Trainable control of active nematic defect dynamics using imperfect feedback and artificial intelligence

Learning how to control active matter systems is a key step to understanding how living systems regulate their own active components and how we might engineer new functional materials. Top-down approaches to this task which require full knowledge of the system’s physics, such as optimal control, cannot plausibly be implemented by biological feedback loops. This motivates searching for new training protocols that do not require perfect system specification. Inspired by advances in training neural networks using imperfect error signal propagation, we introduce an imperfect, thermodynamically-motivated learning algorithm for controlling non-equilibrium systems. In a supervised learning setup, our algorithm uses only local comparisons between the system’s free energy and that of a target trajectory to provide increments in a control parameter guiding the system. Surprisingly for these driven systems, these equilibrium free energy comparisons can provide sufficient information for convergence. We characterize the conditions under which convergence happens, and we demonstrate this learning rule on the non-trivial control task of pulling defects in active nematic systems along desired trajectories.
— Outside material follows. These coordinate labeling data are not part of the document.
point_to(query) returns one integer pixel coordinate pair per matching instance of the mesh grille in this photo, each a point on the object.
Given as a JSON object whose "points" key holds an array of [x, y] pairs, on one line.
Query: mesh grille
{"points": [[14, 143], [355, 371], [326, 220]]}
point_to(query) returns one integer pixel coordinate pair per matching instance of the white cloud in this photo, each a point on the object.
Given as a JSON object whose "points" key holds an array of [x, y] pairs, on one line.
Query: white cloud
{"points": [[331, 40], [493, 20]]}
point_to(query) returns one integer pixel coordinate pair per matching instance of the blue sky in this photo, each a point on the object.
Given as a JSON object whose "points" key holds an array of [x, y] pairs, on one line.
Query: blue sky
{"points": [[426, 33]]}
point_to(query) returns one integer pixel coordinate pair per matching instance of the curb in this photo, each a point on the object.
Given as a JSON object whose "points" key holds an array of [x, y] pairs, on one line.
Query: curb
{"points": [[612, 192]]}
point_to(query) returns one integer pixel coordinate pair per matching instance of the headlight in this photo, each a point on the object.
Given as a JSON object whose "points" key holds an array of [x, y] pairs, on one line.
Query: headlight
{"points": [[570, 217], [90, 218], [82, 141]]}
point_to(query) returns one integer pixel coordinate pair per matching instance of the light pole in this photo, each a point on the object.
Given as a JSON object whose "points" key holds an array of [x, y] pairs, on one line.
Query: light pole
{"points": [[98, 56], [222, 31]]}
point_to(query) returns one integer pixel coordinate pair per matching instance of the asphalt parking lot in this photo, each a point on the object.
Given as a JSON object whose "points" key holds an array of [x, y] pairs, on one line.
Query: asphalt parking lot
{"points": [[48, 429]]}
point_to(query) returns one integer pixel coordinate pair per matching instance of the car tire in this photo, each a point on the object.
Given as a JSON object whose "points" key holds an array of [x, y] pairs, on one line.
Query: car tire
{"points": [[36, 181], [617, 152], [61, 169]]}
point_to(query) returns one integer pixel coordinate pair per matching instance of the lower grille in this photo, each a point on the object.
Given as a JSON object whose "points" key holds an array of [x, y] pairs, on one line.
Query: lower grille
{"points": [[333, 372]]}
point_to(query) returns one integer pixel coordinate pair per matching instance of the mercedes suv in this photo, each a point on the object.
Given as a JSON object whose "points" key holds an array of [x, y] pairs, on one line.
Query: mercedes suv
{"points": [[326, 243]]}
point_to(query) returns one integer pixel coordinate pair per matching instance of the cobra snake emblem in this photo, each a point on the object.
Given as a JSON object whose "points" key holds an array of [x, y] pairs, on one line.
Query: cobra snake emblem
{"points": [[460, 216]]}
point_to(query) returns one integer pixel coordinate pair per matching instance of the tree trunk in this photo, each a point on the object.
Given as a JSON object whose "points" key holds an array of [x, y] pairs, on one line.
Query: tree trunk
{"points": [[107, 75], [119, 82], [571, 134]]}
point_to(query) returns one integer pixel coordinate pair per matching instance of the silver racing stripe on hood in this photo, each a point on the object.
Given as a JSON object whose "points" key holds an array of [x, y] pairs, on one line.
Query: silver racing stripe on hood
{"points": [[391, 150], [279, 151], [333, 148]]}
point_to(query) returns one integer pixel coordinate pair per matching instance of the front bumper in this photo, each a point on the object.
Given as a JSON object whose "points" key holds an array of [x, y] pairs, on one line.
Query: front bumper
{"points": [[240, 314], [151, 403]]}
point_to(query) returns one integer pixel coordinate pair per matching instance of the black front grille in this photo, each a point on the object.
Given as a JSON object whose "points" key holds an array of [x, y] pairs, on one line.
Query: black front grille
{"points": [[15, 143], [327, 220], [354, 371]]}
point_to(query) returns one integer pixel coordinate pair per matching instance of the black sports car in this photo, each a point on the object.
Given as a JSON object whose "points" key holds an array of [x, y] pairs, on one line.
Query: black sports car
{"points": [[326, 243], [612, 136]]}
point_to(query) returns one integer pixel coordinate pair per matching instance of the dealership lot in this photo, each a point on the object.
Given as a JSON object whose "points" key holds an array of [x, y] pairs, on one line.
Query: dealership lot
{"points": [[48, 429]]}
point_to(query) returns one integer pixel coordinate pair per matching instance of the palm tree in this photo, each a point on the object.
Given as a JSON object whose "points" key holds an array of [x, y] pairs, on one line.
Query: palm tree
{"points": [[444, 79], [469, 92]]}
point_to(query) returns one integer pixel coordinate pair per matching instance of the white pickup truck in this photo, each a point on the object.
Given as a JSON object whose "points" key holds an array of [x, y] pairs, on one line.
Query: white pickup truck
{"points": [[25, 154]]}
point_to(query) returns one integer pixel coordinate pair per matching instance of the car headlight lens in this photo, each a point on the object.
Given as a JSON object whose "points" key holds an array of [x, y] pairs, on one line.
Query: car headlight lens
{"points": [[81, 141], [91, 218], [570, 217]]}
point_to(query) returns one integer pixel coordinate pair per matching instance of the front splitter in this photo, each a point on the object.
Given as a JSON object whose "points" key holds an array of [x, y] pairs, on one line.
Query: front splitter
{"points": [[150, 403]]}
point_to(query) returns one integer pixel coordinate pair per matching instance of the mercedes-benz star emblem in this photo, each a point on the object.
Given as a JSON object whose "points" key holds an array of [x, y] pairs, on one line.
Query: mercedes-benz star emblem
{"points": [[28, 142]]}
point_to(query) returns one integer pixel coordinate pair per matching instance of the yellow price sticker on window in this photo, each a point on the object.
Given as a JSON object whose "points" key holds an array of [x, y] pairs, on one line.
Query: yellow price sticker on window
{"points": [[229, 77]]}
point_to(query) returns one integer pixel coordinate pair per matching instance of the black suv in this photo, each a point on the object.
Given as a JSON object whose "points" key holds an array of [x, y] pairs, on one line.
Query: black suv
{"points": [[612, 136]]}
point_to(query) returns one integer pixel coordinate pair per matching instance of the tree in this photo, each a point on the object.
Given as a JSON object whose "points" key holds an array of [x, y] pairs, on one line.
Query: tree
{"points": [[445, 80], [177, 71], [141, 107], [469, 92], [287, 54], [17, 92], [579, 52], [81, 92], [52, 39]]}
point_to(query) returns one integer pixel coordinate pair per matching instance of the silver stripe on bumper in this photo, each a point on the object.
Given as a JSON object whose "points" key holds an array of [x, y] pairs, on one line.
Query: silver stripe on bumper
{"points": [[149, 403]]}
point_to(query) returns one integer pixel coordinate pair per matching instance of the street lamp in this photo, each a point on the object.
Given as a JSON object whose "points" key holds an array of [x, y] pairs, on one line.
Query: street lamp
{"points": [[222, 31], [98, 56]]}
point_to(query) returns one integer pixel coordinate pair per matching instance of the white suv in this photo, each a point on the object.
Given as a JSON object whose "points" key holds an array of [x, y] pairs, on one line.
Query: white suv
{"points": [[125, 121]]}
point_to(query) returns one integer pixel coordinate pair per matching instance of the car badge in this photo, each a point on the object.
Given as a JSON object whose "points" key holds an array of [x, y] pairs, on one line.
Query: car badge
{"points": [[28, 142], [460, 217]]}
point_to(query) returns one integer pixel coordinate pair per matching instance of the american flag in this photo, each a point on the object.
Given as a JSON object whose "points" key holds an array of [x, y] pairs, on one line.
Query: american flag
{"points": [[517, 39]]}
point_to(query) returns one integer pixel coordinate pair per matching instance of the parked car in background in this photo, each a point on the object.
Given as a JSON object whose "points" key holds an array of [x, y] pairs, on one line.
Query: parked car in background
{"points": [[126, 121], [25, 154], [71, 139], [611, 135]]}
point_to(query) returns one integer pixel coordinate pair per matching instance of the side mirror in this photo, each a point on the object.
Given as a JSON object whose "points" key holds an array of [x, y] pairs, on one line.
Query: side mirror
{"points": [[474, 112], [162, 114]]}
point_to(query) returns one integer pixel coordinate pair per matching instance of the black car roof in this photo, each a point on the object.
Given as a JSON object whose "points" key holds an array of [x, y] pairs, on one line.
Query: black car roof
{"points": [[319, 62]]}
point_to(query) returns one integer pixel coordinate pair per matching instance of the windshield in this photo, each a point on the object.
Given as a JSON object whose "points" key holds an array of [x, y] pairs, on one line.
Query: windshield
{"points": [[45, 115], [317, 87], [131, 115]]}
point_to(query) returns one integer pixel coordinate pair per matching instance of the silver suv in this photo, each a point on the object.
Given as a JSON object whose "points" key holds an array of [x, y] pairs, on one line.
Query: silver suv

This illustrates how a coarse projection of the full system state can allow iterative improvement of a non-equilibrium control process, which can guide future investigations into biologically plausible learning routines. In addition to imperfect feedback, we also explore controlling active nematic defects using reinforcement learning – a “trial and error”-based machine learning technique that eschews any knowledge of the system’s physics. This practical method can be useful for developing refined experimental control over living and engineered active matter systems.